Спящего подтащили к чурбаку и опустили на него. Но стоило стражам отпустить осужденного, как он мешком свалился на помост, что-то промычав. Кто-то из зрителей прыснул в кулак. Стражи переглянулись, подняли приговорённого и пристроили на плаху, придерживая за руки. Палач отбросил с шеи казнимого мешающие волосы и занес меч, примериваясь. Конвоиры, опасаясь попасть под брызги крови, отпрянули, и осужденный опять съехал с чурбака. Палач опустил меч и с недоумением развёл руками. В толпе послышался смех. Киара прикрыла лицо ладонью.
— Да привяжите его уже! — не выдержав, выкрикнул виконт Риоган. Кто-то подал стражам веревку.
К барону подступил Гилэстэл, и громко произнёс:
— Барон, я прошу прекратить этот фарс и объявить помилование.
Фаннегард молчал, глядя, как его сына привязывают к чурбаку.
— Милости! — выкрикнул кто-то во дворе.
Палач повернул голову осужденного, отодвинул волосы, взглянул на балкон.
— Милости! — раздались ещё несколько голосов.
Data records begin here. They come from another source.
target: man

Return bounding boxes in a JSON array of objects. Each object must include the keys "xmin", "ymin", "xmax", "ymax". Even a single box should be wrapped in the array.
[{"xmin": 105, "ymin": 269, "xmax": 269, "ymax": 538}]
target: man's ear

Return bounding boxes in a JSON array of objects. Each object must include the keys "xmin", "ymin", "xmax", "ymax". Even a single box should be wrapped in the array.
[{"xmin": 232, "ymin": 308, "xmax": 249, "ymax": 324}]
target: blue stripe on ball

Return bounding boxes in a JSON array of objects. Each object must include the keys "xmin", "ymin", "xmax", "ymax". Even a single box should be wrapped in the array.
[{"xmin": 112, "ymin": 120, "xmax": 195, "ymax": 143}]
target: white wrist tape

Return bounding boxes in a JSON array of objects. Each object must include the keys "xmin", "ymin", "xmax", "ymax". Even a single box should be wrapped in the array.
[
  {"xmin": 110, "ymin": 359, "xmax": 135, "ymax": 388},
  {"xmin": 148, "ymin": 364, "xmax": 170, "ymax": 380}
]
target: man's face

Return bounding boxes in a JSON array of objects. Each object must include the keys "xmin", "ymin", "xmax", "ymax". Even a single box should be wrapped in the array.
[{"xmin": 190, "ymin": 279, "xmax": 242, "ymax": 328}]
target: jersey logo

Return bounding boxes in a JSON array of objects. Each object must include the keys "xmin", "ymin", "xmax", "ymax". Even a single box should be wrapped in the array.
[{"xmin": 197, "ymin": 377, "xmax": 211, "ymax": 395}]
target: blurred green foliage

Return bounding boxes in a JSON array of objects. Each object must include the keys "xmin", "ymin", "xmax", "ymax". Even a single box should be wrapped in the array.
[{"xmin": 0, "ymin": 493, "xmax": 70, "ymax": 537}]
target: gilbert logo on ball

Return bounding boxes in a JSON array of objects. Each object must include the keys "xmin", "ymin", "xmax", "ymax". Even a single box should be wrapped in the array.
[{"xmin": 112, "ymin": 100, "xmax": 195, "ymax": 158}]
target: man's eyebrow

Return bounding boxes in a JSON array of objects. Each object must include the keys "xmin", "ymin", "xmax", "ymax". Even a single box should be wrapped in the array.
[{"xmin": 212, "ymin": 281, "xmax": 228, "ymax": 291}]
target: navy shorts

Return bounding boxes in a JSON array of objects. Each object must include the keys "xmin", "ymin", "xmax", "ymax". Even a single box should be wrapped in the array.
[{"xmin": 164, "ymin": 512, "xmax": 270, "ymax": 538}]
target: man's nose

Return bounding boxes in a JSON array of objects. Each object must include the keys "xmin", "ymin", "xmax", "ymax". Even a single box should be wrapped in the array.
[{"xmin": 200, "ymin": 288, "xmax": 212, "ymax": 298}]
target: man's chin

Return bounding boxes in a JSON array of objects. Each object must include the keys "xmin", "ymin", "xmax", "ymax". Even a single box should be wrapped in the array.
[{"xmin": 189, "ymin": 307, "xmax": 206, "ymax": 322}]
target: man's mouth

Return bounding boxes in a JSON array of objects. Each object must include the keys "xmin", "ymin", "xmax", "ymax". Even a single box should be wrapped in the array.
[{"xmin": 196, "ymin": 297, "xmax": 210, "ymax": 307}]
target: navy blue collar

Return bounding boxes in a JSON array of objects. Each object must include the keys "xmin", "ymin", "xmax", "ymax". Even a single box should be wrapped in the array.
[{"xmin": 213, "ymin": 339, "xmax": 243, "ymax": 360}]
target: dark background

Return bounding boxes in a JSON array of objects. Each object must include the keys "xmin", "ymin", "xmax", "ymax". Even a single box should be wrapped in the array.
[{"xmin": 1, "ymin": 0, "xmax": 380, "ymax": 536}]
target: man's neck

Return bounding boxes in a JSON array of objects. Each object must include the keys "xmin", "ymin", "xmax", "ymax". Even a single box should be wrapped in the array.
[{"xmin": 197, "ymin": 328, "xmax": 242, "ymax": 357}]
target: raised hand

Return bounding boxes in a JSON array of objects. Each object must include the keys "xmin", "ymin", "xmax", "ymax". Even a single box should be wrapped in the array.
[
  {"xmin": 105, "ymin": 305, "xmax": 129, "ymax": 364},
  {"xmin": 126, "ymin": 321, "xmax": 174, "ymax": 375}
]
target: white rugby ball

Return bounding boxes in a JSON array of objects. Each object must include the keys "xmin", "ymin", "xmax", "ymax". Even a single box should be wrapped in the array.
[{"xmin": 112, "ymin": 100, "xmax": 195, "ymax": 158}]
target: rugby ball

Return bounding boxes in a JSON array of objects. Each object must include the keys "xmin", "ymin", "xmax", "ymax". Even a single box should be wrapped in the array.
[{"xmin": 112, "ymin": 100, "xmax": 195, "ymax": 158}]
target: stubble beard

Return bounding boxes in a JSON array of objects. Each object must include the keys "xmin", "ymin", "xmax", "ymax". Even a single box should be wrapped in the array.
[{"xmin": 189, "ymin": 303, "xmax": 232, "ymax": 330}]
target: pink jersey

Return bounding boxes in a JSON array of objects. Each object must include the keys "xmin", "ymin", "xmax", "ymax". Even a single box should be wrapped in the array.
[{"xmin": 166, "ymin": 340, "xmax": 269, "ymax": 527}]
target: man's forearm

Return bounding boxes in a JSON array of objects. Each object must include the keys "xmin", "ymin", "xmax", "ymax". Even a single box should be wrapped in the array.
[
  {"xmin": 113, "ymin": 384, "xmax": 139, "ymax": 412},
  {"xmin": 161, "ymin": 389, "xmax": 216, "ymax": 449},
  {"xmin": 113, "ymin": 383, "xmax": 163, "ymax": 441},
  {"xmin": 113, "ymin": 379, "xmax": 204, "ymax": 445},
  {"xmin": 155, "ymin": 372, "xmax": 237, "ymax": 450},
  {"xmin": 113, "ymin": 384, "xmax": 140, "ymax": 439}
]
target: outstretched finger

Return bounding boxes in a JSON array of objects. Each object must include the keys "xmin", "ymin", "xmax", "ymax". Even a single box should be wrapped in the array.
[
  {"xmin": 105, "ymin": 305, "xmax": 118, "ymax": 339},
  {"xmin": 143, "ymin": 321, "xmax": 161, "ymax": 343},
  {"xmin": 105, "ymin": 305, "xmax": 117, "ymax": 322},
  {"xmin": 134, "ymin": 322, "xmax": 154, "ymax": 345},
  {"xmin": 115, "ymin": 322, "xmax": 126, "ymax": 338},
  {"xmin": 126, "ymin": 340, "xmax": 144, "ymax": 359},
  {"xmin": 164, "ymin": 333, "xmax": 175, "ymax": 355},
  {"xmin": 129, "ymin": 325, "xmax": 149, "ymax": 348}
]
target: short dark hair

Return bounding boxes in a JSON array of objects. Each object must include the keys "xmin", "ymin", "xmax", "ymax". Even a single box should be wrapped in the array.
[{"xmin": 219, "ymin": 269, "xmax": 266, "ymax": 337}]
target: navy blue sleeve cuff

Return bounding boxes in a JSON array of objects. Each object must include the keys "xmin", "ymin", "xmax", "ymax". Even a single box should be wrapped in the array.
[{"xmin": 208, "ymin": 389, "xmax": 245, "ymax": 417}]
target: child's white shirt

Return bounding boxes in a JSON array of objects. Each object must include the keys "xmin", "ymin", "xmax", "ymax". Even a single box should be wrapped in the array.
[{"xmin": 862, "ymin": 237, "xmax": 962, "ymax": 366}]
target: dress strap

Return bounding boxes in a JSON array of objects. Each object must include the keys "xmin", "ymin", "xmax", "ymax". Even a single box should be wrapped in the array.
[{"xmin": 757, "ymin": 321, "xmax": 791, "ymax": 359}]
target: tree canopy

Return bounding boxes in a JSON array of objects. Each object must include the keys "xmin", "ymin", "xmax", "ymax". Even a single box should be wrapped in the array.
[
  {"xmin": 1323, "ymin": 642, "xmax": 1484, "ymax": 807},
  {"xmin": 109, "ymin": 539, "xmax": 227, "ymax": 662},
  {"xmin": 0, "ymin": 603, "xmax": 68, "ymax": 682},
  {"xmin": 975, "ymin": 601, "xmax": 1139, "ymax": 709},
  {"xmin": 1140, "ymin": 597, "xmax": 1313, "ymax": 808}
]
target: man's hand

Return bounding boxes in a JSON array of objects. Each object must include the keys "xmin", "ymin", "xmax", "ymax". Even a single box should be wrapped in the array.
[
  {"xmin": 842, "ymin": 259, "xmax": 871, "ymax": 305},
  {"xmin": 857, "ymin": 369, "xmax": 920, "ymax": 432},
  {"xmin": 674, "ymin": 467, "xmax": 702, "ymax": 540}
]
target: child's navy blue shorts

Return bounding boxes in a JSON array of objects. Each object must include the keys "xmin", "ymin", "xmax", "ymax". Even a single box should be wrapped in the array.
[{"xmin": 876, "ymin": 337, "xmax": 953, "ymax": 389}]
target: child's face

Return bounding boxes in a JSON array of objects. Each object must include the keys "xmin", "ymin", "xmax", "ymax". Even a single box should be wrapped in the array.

— Заканчивайте, — выдохнул Фаннегард.
Взмах меча, и светловолосая голова бумкнула о дно корзины. На помост из обезглавленного тела брызнул алый поток. По площади пронёсся вздох ужаса, послышался тихий женский плач — большинство следящих за казнью были уверены, что барон отменит своё решение.
В комнате Астид подхватил оседающего на пол Иннегарда.
— Убил… он меня убил… — сквозь частый стук зубов расслышал полукровка всхлипы. — Он убил!
— Тише, тише, — Астид оттащил ослабевшего, еле державшегося на ногах Иннегарда прочь. — Убедился?
В комнату быстро вошёл Гилэстэл, запер дверь. Усадив Иннегарда в кресло, налил полный бокал вина и сунул ему в руки.
— Пей! Это поможет.
— Убил… — твердил тот, принимая трясущимися руками кубок. — Что это?
Рука дрогнула, алые капли пролились на пол.
— Словно кровь. Я не буду её пить!
Иннегард отшвырнул бокал.
— Как он мог?! — его вскрик заставил князя недовольно поморщиться. — Меня?! Собственного сына?! Первенца?!
— Иннегард! Перестань истерить. Ты жив и здоров.
— Я жив, — утихнув, пробормотал Иннегард. — Но кто….кого казнили… там?
— Неважно, — дёрнул углом рта князь. — Важно, что не тебя.
Иннегард застонал, бросился к двери, принялся дергать щеколду.
— Иннегард! Успокойся! — воскликнул князь.
Но тот его не слушал, рвал дверь. Гилэстэл с досадой тихо ругнулся, и, направив в сторону мятущегося полуэльфа ладонь, произнес слова сонного заговора. Иннегард, продолжая цепляться за замок, сполз по двери на пол и утих в глубоком сне.